Masaj salonları bu bölgenin en cezbedici mekanları. Kalitelisinden sokak ortasında yapılanına kadar çeşit çeşit salon mevcut. Bu çeşitler arasında çeşit çeşit masajlar olduğunu da unutmamak lazım. Fiyatlar ise inanamayacağınız kadar ucuz. 1 saatlik bir masaj karşılığında sadece 200-300 baht yani 9 USD civarı bir ödeme yapıyorsunuz.
Masaj demişken, Bangkok sex turizminin de cenneti. Şehrin bir görünen yüzü var, bir de görünmeyen yüzü.. Görünmeyen yüzünün de tabir-i caiz ise A’sı, B’si, C’si mevcut.. Buralarda aklınıza gelen gelmeyen her tür fantezinizi gerçekleştirebilirsiniz.. Sınır yok, limit yok.. Cebinizde yeterli para olması kâfi. Uçsuz bucaksız bu dünyaya pek bulaşmak istemiyor ama neler olduğunu merak ediyorsanız, ufak bir teaser olarak değerlendirebileceğiniz ve 1 içki dahil 800-900 Baht ödeyerek girebileceğiniz Ping Pong Show isimli gösteriyi izleyebilirsiniz.

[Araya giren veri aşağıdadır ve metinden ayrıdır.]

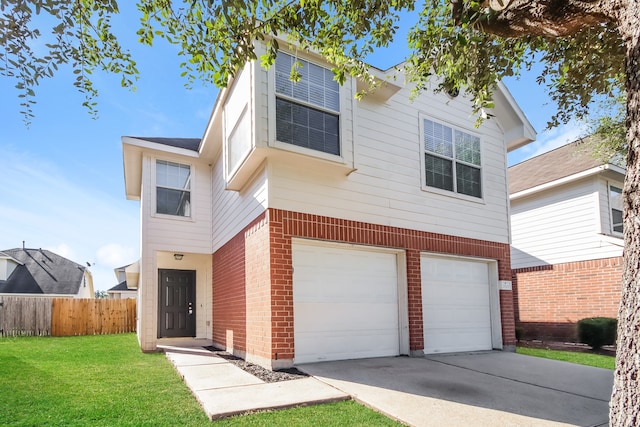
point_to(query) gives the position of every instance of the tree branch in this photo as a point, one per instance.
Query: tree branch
(556, 18)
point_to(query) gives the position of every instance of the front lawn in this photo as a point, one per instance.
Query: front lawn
(105, 380)
(589, 359)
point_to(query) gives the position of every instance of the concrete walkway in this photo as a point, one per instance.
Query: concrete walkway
(485, 389)
(224, 389)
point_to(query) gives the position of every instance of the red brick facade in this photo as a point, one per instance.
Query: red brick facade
(240, 309)
(550, 299)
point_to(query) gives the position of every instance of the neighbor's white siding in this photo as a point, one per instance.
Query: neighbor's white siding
(560, 225)
(386, 187)
(605, 206)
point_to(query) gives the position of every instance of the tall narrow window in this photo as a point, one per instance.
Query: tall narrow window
(173, 188)
(615, 200)
(452, 159)
(307, 111)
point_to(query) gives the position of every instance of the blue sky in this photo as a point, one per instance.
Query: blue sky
(63, 185)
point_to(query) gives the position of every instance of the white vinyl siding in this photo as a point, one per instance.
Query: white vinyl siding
(237, 121)
(386, 186)
(562, 225)
(234, 210)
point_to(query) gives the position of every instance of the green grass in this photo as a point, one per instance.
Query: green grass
(589, 359)
(347, 413)
(106, 380)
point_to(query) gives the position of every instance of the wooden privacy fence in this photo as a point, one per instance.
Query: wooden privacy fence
(66, 316)
(25, 316)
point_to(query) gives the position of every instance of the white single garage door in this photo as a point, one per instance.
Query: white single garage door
(456, 305)
(345, 303)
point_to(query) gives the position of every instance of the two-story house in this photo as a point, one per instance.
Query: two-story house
(566, 255)
(306, 225)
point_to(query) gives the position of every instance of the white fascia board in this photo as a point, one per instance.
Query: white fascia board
(557, 182)
(10, 258)
(616, 169)
(154, 146)
(212, 138)
(517, 129)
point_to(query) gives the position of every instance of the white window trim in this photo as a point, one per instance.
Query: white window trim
(274, 143)
(423, 176)
(230, 170)
(610, 209)
(154, 192)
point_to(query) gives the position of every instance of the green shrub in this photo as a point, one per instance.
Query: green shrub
(597, 331)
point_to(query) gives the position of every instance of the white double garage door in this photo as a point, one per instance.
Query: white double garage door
(350, 302)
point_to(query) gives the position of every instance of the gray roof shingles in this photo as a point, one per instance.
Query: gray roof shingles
(42, 272)
(562, 162)
(122, 286)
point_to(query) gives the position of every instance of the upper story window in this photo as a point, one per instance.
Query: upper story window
(615, 201)
(452, 159)
(307, 111)
(173, 188)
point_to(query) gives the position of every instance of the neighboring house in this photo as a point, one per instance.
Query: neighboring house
(41, 273)
(127, 286)
(306, 225)
(566, 225)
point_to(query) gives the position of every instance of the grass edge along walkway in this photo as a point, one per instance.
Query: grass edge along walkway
(582, 358)
(105, 380)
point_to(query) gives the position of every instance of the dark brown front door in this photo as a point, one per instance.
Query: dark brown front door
(176, 303)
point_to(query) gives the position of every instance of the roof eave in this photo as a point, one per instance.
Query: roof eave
(517, 129)
(612, 171)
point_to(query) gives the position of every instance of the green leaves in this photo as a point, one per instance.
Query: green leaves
(217, 38)
(81, 36)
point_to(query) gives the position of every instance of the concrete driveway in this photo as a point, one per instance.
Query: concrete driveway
(482, 389)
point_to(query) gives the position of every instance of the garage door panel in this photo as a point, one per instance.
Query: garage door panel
(341, 346)
(343, 316)
(453, 315)
(345, 303)
(455, 340)
(456, 304)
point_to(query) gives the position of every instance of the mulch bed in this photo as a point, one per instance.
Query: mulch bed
(264, 374)
(607, 350)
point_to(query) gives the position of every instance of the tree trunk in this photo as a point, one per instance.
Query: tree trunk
(625, 397)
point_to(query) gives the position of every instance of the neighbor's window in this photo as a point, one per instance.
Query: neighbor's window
(452, 159)
(615, 201)
(173, 188)
(307, 111)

Aklınıza gelebilecek her şeyin iç içe ve karman çorman olduğu bir şehir Bangkok.. Ancak bu karışıklık beklenmedik bir şekilde farklı güzellikler, ilginçlikler ile karşılıyor ziyaretçilerini.. Kim bilir belki gerçekten de melekler dokunuyordur Bangkok’a…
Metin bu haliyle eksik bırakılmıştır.